Humanities Tennessee will host a reading and book signing with author John Jeremiah Sullivan at the Nashville Public Library on Saturday, November 19. Sullivan’s new book Pulphead: Essays is an eclectic collection of magazine pieces from GQ, Paris Review, and others.
Sullivan serves as the Southern editor for Paris Review, and as a contributing editor for Harper’s Magazine, as well as a writer-at-large for GQ. His piece "Horseman, Pass By" (Harper's, 2002) won the 2003 National Magazine Award for feature writing, and he is also the author of the book Blood Horses: Notes of a Sportswriter’s Son.

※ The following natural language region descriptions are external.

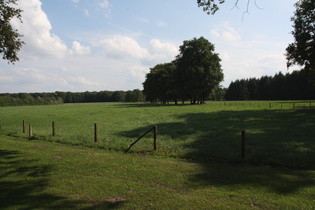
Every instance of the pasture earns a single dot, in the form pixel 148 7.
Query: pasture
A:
pixel 277 133
pixel 197 165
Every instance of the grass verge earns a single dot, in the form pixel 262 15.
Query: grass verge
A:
pixel 44 175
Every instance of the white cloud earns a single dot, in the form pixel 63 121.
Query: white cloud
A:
pixel 226 32
pixel 160 52
pixel 138 72
pixel 160 23
pixel 122 47
pixel 105 5
pixel 36 29
pixel 79 49
pixel 82 81
pixel 86 12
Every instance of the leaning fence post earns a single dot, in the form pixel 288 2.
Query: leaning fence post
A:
pixel 53 128
pixel 95 132
pixel 30 131
pixel 24 126
pixel 243 144
pixel 155 138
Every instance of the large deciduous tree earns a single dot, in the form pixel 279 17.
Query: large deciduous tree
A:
pixel 302 50
pixel 198 69
pixel 10 42
pixel 159 83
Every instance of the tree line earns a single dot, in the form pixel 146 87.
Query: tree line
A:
pixel 298 85
pixel 19 99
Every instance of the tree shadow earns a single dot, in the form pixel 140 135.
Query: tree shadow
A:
pixel 24 182
pixel 282 139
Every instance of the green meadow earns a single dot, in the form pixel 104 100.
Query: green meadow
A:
pixel 197 165
pixel 276 134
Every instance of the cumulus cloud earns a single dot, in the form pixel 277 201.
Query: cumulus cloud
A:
pixel 225 32
pixel 79 49
pixel 105 5
pixel 82 81
pixel 138 72
pixel 36 29
pixel 160 52
pixel 86 12
pixel 122 47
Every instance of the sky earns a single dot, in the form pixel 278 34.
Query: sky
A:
pixel 95 45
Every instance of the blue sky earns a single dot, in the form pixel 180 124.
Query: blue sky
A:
pixel 93 45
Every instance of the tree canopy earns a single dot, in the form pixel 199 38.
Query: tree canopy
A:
pixel 193 75
pixel 302 50
pixel 10 42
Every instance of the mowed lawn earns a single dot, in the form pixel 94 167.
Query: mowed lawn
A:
pixel 37 174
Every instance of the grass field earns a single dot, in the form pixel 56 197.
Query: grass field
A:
pixel 45 175
pixel 197 165
pixel 210 133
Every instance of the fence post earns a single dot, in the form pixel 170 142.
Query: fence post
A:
pixel 155 138
pixel 53 128
pixel 95 132
pixel 243 145
pixel 24 126
pixel 30 131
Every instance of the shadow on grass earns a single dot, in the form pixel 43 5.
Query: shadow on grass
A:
pixel 282 139
pixel 24 182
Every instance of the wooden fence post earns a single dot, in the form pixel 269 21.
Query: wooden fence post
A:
pixel 30 131
pixel 243 145
pixel 24 126
pixel 95 132
pixel 53 128
pixel 155 138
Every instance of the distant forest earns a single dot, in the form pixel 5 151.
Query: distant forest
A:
pixel 298 85
pixel 18 99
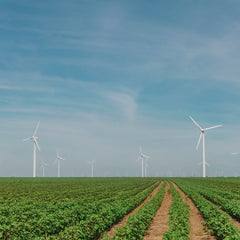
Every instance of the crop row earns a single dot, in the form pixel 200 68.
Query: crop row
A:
pixel 49 219
pixel 138 223
pixel 179 218
pixel 215 219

Sullivan's new collection contains piece ranging from subjects as diverse as the writer Andrew Lytle to Sullivan’s experience of having his Wilmington, North Carolina house used as a set on the TV series One Tree Hill.

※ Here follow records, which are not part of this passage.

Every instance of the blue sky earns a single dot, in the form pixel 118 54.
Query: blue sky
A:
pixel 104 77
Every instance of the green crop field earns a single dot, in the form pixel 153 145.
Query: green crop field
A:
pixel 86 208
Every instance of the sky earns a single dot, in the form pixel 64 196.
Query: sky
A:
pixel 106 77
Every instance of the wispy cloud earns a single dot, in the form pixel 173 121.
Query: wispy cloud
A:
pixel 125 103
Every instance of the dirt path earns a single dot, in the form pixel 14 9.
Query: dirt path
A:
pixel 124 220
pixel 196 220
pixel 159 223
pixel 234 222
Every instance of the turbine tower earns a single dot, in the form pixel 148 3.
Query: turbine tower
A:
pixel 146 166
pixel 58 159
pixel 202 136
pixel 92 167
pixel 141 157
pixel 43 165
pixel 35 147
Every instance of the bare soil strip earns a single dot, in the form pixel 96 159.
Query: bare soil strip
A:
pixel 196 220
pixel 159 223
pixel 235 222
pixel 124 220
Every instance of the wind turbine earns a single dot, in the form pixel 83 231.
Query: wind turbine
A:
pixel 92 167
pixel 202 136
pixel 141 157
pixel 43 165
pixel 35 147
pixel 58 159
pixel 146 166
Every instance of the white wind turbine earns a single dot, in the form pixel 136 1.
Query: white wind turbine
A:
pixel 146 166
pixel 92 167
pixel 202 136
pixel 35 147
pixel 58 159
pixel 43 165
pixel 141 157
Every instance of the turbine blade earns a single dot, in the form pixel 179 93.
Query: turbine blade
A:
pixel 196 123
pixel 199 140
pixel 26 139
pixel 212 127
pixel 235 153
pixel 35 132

Dwight Garner of the New York Times says of Sullivan: "Most of the essays in Pulphead are haunted … by what Mr. Sullivan refers to with only slight self-mockery as 'the tragic spell of the South.' The book has its grotesques, for sure. But they are genuine and appear here in a way that put me in mind of one of Flannery O'Connor's indelible utterances. 'Whenever I'm asked why Southern writers particularly have a penchant for writing about freaks,' O'Connor said. 'I say it is because we are still able to recognize one.'"
Sullivan’s reading will take place at the main branch of the Nashville Public Library, 615 Church St, on Saturday Nov. 19 at 1:00 p.m. in the library conference center. The event is free, with no registration required. Book sales will be available, with a signing to follow the reading.